June 6, 2026
Crawler? I Hardly Know Her
How Other Link Checkers Do Recursion
Turns out the ‘missing trick’ never existed—and commenters loved the plot twist
TLDR: The author found that rival link checkers handle recursion easily because they were built as crawlers from the start, while lychee was built in a straight line and has been fighting that design ever since.

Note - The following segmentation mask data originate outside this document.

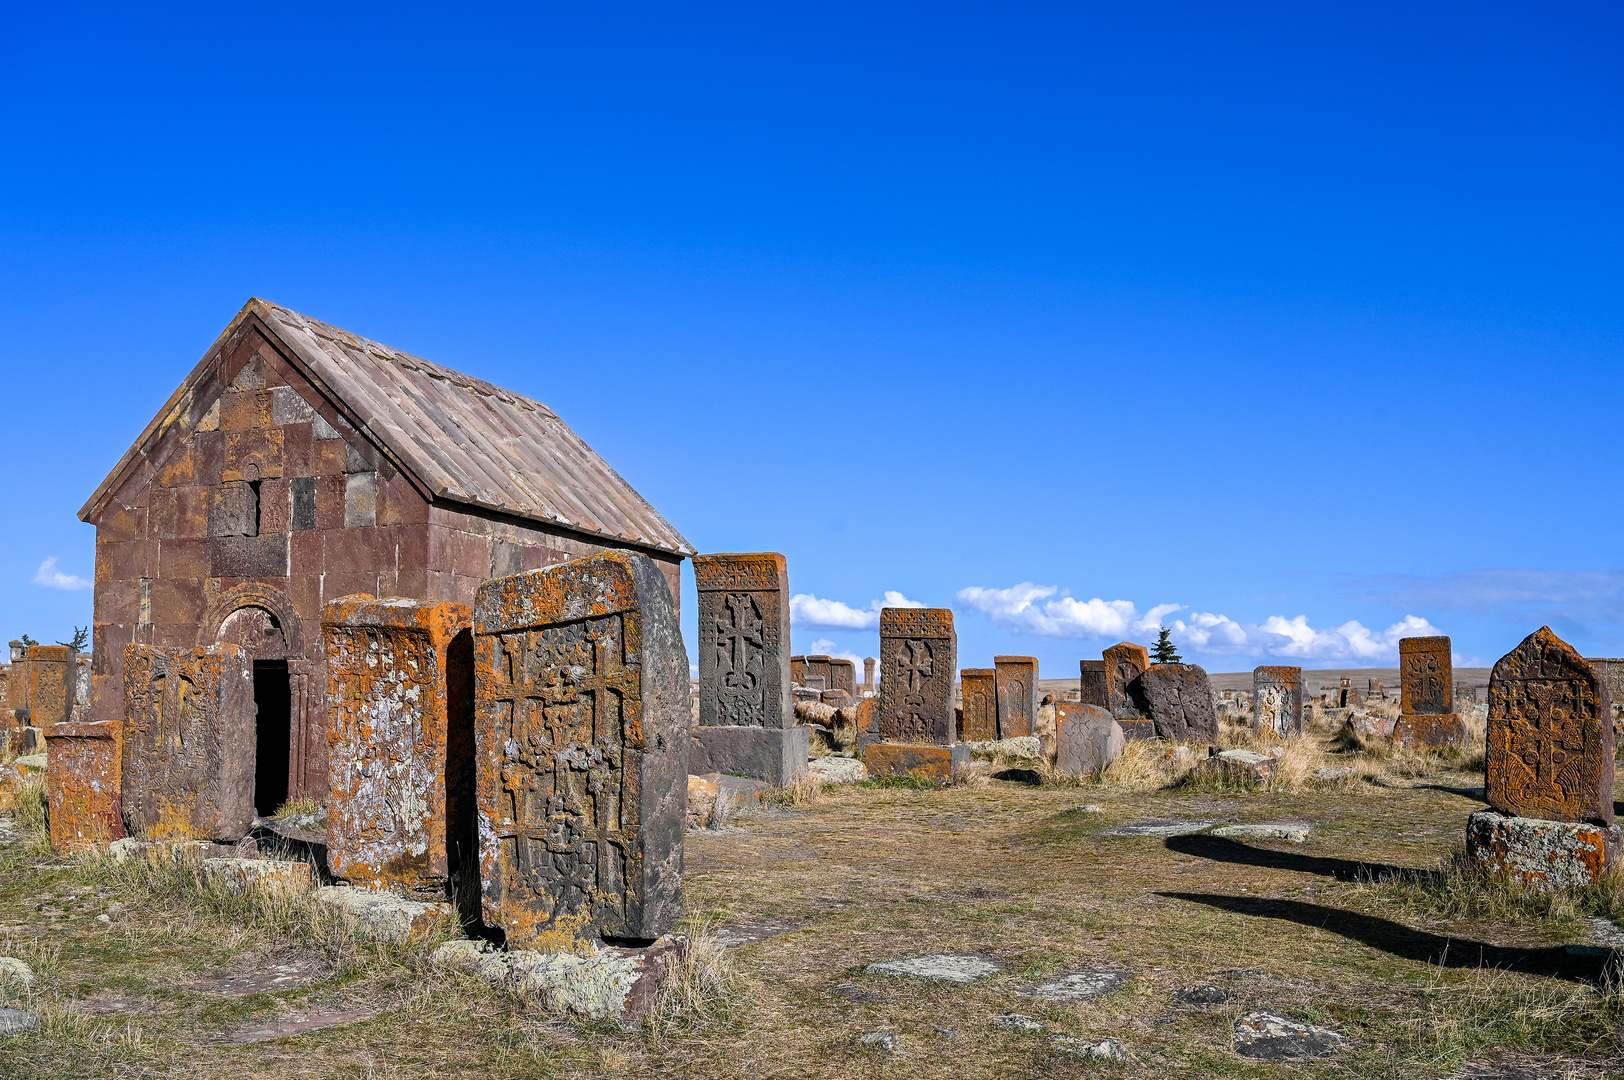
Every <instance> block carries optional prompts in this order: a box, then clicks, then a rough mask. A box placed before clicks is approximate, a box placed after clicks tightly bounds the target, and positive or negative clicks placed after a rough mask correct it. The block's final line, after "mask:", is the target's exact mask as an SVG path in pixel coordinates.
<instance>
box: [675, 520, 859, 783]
mask: <svg viewBox="0 0 1624 1080" xmlns="http://www.w3.org/2000/svg"><path fill="white" fill-rule="evenodd" d="M693 583H695V586H697V590H698V601H700V604H698V607H700V612H698V653H700V654H698V667H700V723H698V726H697V728H693V731H692V737H693V742H692V745H690V747H689V755H690V758H692V760H690V762H689V765H690V768H692V771H695V773H697V775H703V773H726V775H729V776H749V778H752V780H765V781H767V783H770V784H776V786H783V784H786V783H789V781H793V780H794V778H796V776H799V775H801V773H802V771H806V767H807V745H809V739H807V729H806V728H797V726H796V716H794V703H793V664H791V656H789V572H788V565H786V562H784V557H783V555H780V554H778V552H755V554H718V555H695V557H693ZM799 659H801V661H802V664H801V666H802V669H804V674H802V680H806V679H809V677H814V679H825V685H827V679H828V677H831V676H830V672H831V671H833V667H831V664H830V658H828V656H806V658H799ZM843 663H844V664H846V667H844V672H846V674H848V676H849V674H851V663H849V661H843ZM848 682H849V679H848Z"/></svg>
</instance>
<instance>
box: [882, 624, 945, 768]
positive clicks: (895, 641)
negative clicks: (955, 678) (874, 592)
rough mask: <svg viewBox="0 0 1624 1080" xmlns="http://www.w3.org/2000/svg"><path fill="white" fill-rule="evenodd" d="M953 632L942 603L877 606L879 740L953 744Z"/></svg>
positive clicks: (883, 741)
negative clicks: (932, 606)
mask: <svg viewBox="0 0 1624 1080" xmlns="http://www.w3.org/2000/svg"><path fill="white" fill-rule="evenodd" d="M957 669H958V635H957V633H953V612H952V611H948V609H947V607H882V609H880V711H879V716H877V718H875V723H877V726H879V736H880V739H882V741H883V742H934V744H940V745H945V744H952V742H955V741H957V736H958V732H955V731H953V672H955V671H957Z"/></svg>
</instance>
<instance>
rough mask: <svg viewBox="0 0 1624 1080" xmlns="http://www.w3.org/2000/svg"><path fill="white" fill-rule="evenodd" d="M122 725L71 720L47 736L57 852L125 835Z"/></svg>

In the comments, the standout reaction was a calm-but-spicy suggestion: stop overcomplicating it and consider a simpler single-threaded approach.
The big reveal in this coding saga is almost hilariously simple: other website link checkers aren’t secretly smarter. They just started life as full-on site crawlers, while lychee was built more like a straight conveyor belt—links go in, results come out, end of story. That difference sounds small, but it’s basically why adding “keep following links forever” has been such a five-year headache. The author went source-diving through rival tools and came back with a verdict that feels equal parts confession and vindication: there was no magic shortcut, just a totally different blueprint from day one.
And yes, the community absolutely pounced on that. The vibe is a mix of “aha, so that’s why this was such a nightmare” and “Rust architecture drama strikes again.” The hottest reaction came from ameliaquining, who jumped in with a very practical curveball: if thread-safety rules are making life miserable, why not use a single-threaded setup in Tokio—the Rust async system—so the code doesn’t have to jump through as many hoops? In plain English, it’s a suggestion to make the whole thing less fussy by keeping it on one lane instead of many. That comment has the energy of someone walking into a chaos-filled kitchen and saying, “Have you tried turning down the stove?”
The jokes practically write themselves: dragons in the pipeline, years of failed attempts, and the dawning realization that competitors didn’t solve the puzzle—they just bought a different puzzle. It’s less “genius hack discovered” and more “the house needed a staircase, but we built a hallway.”
Key Points
- •The article concludes that other recursive link checkers were designed as crawlers from their first commit, unlike lychee’s original stream-based architecture.
- •It identifies three common components in recursive link checkers: a mutable frontier queue, a visited set updated at enqueue time, and a completion mechanism for detecting when all work is done.
- •The article contrasts crawler architectures with lychee’s one-shot DAG pipeline, explaining that recursion requires a back-edge where discovered URLs become new inputs.
- •It says the critical fix for deduplication races is to atomically check and mark the visited set before scheduling or fetching a URL.
- •Muffet is presented as an example implementation that combines deduplication and scheduling, recursively re-enqueues discovered pages, and uses sync.WaitGroup-based tracking for termination.